Here is the thing, do you need money to study? Can you pay your own fees? If you can’t, then can you make time to work and study at the same time? Have you calculated the cost of fashion designing school? Do you think your parents or you can afford it? If you have the answers to these questions then you can get the solution. You seem to have changed your mind in second semester. If fashion designing was your thing then why did you end up in hotel management in the first place? You have managed to confuse your parents. And it seems that they are not taking you seriously. Now I will not tell you exactly what to do here as there is money involved. So calculate your expenses and see what you can do. That’s the only way to go to fulfill your dreams.
Dear Malvika,
I am a 29-year-old married woman. It has been a year since we got married and I have started feeling that my husband is not the same when he was before marriage. I consoled myself thinking this is one of the phases that every relationship passes through. My husband has a close friend of his and he spends more time with him than he does with me. I have tried explaining that I need his attention and priority more than any other person and he respected my words. But I have lately realized that he has been maintaining distance with me. Did I do any mistake? What would you suggest me to do?
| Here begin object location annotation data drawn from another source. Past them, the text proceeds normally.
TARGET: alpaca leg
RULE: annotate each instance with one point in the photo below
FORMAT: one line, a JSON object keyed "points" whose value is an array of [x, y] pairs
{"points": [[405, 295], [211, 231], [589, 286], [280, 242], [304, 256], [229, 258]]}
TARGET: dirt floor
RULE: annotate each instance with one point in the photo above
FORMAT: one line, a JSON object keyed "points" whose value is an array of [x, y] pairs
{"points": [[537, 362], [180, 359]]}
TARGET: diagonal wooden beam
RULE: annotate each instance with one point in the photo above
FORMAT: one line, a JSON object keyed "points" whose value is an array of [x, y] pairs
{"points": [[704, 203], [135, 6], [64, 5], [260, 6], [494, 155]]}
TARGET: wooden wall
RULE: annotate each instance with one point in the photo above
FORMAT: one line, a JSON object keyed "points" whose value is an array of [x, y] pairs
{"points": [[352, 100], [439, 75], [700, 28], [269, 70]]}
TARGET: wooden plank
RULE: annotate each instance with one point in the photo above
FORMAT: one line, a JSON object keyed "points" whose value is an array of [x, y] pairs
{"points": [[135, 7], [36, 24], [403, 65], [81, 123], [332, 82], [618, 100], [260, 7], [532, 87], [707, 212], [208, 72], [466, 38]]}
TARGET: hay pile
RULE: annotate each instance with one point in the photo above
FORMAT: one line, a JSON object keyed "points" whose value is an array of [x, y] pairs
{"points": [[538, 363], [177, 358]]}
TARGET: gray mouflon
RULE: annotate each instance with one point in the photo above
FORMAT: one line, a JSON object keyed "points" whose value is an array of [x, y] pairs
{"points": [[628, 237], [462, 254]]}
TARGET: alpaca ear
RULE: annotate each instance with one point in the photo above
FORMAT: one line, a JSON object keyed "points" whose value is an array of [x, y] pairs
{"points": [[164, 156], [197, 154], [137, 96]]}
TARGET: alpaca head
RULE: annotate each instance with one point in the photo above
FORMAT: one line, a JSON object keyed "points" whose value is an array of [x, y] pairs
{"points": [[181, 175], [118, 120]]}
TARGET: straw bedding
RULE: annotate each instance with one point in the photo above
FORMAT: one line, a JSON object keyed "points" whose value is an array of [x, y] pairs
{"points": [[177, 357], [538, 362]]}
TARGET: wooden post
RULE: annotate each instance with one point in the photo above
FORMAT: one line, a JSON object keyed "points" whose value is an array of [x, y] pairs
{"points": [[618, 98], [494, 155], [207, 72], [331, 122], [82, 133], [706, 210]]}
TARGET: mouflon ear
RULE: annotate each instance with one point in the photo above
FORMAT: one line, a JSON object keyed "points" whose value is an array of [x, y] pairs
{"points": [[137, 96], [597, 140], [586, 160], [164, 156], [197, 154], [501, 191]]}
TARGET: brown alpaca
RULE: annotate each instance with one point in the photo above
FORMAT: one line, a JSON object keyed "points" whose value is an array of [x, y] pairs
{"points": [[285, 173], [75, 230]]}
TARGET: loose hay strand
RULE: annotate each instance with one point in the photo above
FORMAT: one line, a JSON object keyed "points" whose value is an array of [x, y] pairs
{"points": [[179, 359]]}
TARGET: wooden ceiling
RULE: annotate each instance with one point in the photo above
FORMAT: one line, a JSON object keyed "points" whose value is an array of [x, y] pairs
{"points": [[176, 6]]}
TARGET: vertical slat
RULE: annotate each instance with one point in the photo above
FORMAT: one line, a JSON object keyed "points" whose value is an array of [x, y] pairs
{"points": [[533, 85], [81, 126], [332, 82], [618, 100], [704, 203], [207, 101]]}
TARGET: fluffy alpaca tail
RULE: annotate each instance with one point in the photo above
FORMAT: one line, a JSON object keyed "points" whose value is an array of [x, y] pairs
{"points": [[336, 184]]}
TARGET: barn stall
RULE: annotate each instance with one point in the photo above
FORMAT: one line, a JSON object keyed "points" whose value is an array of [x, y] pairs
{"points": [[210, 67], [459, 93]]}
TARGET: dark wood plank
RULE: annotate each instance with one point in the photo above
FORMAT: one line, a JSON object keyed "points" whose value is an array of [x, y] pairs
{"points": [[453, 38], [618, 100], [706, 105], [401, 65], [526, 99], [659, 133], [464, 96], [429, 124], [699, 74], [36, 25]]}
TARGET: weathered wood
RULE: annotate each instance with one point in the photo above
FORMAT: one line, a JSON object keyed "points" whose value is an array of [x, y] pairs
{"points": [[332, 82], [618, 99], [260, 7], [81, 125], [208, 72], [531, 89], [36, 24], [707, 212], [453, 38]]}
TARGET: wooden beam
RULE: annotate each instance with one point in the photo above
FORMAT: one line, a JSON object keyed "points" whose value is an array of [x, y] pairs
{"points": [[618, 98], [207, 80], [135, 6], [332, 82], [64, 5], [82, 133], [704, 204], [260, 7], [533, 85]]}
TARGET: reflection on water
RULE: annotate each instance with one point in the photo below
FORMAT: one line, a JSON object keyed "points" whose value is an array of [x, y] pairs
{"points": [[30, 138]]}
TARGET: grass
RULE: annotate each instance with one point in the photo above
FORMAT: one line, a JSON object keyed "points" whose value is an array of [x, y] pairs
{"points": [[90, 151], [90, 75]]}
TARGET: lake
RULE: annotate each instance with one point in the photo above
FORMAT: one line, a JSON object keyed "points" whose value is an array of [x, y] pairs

So there are phases to every relationship especially after marriage. It seems like men need more space than women after marriage. Maybe I am wrong, but I have heard many women complain of the same thing. So either our society has issues, or men don’t know how to handle relationships, or make relationships, I don’t understand. You see men do not think like us. They think that okay we are married now so why do we have to spend all the time together. Being married for them means being together but that’s not how it works. All I would say is try your best. Say that at least in the weekend one day is mine. And that you need to eat together at least 4 to 5 times together, maybe dinner. Maybe he has felt that you are constantly complaining about it. So let him be on his own for a while. Make plans with your own friends. And be the same way you were before being married. And see how that goes.